La Corte di Giustizia Tributaria di primo grado di Messina ha emesso una sentenza di grande rilevanza in tema di credito d’imposta per il Mezzogiorno, accogliendo il ricorso di una società operante nel settore assistenziale per anziani e disabili. La decisione, la n. 4617/2024 depositata il 13 settembre 2024, ha annullato un avviso di accertamento dell’Agenzia delle Entrate riguardante il recupero di un credito d’imposta risalente al 2021.
La questione centrale ruotava attorno alla corretta interpretazione della categoria di beni ammissibili al credito d’imposta per il Mezzogiorno. In particolare, l’Agenzia delle Entrate aveva escluso beni come comodini con alzatine, armadi-degenza e tavoli con gambe in acciaio, ritenendoli semplici arredi non ammissibili all’agevolazione. Tuttavia, la Corte ha stabilito che tali beni non possono essere considerati arredi, ma attrezzature essenziali per l’attività della società, e come tali devono essere inclusi nel credito d’imposta.

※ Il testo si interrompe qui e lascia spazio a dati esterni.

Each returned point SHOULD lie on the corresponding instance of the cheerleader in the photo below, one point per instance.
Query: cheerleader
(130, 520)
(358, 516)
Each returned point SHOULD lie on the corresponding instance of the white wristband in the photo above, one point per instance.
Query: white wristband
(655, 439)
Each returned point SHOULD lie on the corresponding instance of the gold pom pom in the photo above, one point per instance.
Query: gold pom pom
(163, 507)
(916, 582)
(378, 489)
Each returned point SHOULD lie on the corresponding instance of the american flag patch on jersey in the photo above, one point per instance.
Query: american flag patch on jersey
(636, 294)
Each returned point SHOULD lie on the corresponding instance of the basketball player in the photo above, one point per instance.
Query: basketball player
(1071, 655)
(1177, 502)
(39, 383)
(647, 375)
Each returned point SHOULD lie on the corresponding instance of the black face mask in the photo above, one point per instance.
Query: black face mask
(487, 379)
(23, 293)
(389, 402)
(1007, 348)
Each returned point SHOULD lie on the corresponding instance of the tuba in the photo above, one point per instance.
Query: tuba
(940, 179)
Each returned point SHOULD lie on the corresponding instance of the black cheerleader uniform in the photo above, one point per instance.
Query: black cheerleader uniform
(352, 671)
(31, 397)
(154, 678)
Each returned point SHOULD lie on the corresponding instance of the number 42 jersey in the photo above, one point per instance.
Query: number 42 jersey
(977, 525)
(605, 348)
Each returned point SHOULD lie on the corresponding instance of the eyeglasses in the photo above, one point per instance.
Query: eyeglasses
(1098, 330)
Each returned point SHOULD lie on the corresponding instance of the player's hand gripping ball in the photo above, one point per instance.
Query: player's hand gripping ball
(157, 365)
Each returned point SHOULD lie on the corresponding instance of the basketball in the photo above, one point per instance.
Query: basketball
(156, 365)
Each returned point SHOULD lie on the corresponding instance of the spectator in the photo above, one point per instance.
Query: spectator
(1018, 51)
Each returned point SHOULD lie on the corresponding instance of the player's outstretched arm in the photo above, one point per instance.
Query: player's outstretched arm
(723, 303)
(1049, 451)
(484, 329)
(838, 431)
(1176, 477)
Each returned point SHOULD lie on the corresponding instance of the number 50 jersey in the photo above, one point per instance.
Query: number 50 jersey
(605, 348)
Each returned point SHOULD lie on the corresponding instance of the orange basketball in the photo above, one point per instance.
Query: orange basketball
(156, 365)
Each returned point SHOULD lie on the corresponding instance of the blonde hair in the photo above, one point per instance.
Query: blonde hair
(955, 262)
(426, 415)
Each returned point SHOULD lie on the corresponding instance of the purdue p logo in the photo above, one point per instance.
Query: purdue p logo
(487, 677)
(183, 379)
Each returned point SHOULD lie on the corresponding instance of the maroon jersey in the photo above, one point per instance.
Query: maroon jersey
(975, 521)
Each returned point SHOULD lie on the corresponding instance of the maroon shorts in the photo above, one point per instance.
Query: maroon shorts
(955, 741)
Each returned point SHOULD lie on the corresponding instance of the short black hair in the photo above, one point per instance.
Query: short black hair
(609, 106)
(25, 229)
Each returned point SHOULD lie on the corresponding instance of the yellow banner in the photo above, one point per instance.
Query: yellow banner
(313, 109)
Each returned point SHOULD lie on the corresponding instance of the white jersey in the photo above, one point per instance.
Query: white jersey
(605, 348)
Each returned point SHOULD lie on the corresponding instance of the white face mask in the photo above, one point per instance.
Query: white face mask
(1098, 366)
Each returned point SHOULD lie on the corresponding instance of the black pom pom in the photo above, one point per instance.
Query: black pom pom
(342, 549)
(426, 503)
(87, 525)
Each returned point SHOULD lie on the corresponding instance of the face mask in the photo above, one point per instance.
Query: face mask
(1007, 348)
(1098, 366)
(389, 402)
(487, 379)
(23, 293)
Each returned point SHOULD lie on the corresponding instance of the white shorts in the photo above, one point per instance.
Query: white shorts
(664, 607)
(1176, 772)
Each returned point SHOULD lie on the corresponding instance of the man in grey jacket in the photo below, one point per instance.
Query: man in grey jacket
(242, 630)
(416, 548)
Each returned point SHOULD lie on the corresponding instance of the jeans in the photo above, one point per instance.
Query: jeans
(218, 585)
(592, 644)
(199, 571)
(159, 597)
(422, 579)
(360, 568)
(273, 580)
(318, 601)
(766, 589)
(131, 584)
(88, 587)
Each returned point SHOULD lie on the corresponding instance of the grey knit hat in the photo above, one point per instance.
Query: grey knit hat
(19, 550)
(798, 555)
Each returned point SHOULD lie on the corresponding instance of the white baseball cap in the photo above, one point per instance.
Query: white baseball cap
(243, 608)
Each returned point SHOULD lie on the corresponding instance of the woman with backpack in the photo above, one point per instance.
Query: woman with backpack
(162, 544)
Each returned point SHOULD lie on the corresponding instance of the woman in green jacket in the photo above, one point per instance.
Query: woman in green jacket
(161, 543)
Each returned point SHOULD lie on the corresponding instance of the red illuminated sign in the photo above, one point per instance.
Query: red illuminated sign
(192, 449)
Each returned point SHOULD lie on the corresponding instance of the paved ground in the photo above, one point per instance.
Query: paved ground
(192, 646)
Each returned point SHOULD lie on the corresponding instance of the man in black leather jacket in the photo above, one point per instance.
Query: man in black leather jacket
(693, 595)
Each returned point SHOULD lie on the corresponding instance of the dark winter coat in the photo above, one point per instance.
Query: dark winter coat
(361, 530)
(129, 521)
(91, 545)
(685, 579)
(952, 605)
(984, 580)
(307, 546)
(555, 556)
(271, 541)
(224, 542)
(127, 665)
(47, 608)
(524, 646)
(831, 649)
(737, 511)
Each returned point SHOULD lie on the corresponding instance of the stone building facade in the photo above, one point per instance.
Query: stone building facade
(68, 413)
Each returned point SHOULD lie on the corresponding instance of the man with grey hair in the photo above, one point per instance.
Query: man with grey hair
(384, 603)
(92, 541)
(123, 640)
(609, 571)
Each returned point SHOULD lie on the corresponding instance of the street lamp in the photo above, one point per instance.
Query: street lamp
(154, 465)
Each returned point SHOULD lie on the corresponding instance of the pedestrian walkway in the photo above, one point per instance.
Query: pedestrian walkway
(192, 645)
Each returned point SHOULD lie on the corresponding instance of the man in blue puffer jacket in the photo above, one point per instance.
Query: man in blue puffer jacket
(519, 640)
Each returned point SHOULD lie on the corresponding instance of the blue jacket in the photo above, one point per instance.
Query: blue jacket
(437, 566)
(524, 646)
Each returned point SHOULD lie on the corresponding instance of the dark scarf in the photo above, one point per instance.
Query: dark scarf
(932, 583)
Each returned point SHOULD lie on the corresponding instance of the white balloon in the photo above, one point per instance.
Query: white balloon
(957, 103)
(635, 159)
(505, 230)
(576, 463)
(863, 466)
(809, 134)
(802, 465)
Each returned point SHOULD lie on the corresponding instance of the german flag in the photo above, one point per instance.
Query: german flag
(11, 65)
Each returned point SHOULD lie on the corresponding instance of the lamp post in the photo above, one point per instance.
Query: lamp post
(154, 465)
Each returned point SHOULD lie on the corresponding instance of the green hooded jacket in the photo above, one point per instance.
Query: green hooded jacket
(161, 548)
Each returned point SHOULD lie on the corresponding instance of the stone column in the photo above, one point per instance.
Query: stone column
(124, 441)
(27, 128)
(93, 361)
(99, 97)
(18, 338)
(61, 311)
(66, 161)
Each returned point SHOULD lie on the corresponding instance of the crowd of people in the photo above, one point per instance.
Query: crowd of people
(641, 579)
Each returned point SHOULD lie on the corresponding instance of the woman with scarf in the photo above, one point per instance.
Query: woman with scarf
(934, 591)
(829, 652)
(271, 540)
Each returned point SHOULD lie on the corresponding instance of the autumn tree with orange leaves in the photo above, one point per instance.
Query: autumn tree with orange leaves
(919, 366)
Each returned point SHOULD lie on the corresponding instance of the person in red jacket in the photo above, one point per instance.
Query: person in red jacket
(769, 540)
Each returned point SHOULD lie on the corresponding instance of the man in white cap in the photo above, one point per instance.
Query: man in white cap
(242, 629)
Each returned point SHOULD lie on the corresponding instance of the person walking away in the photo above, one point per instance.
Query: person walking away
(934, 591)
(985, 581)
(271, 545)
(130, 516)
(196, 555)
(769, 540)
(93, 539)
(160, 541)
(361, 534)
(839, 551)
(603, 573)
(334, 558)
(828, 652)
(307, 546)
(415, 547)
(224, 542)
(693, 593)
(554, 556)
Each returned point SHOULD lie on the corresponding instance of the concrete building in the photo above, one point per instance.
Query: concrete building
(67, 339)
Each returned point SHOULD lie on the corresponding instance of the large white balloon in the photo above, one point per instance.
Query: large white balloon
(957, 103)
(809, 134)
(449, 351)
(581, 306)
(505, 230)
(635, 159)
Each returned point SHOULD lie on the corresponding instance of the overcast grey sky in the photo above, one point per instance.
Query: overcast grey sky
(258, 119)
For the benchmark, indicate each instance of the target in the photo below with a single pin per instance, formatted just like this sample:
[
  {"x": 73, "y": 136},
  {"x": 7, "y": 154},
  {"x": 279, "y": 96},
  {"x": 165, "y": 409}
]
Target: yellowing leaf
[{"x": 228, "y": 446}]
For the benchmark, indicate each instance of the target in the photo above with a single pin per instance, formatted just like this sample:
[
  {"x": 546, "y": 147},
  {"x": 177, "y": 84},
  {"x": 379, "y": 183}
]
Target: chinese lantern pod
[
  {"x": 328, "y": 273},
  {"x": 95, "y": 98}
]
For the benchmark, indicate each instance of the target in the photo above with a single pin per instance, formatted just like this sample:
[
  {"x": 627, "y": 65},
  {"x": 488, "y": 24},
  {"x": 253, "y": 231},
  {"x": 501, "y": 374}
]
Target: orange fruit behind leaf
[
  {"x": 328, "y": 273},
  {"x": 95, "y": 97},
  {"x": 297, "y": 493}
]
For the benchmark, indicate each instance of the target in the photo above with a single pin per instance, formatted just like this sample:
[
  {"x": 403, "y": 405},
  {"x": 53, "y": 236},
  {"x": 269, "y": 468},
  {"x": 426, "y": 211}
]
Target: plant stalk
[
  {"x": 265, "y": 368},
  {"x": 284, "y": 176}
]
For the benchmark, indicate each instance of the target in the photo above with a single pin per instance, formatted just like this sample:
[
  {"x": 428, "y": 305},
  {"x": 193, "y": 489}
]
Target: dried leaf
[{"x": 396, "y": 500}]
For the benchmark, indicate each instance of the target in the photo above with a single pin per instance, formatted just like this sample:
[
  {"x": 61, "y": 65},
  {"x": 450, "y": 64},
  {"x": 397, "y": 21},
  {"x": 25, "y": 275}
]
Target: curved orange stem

Nel motivare la decisione, la Cgt di Messina ha evidenziato che la società ricorrente ha «correttamente ritenuto che gli investimenti esclusi dall’Ufficio, oltre ad essere tipici cespiti per questa attività, sono beni fondamentali per lo svolgimento dell’attività d’impresa, per cui hanno un ruolo centrale e forniscono utilità alla funzione principale di produzione del reddito d’impresa». In quanto necessari per la degenza dei pazienti, tali beni «non possono essere classificati nella categoria “altri beni”, ma devono rientrare nelle attrezzature varie».
Salvatore Lo Bue, difensore della società ricorrente e Ceo di Ransomtax, ha commentato: «Questa sentenza rappresenta un importante traguardo nella corretta applicazione del credito d’imposta per il Mezzogiorno, rispetto allo storico orientamento di carattere opposto assunto dall’amministrazione finanziaria. La decisione della Corte sottolinea l’importanza di un’interpretazione chiara e coerente delle norme, ponendo la giusta enfasi sulla tipologia di “utilità” che i beni strumentali possono fornire all’unità produttiva, riconoscendone quindi, nel caso specifico, l’essenzialità per lo svolgimento dell’attività in favore di anziani e disabili».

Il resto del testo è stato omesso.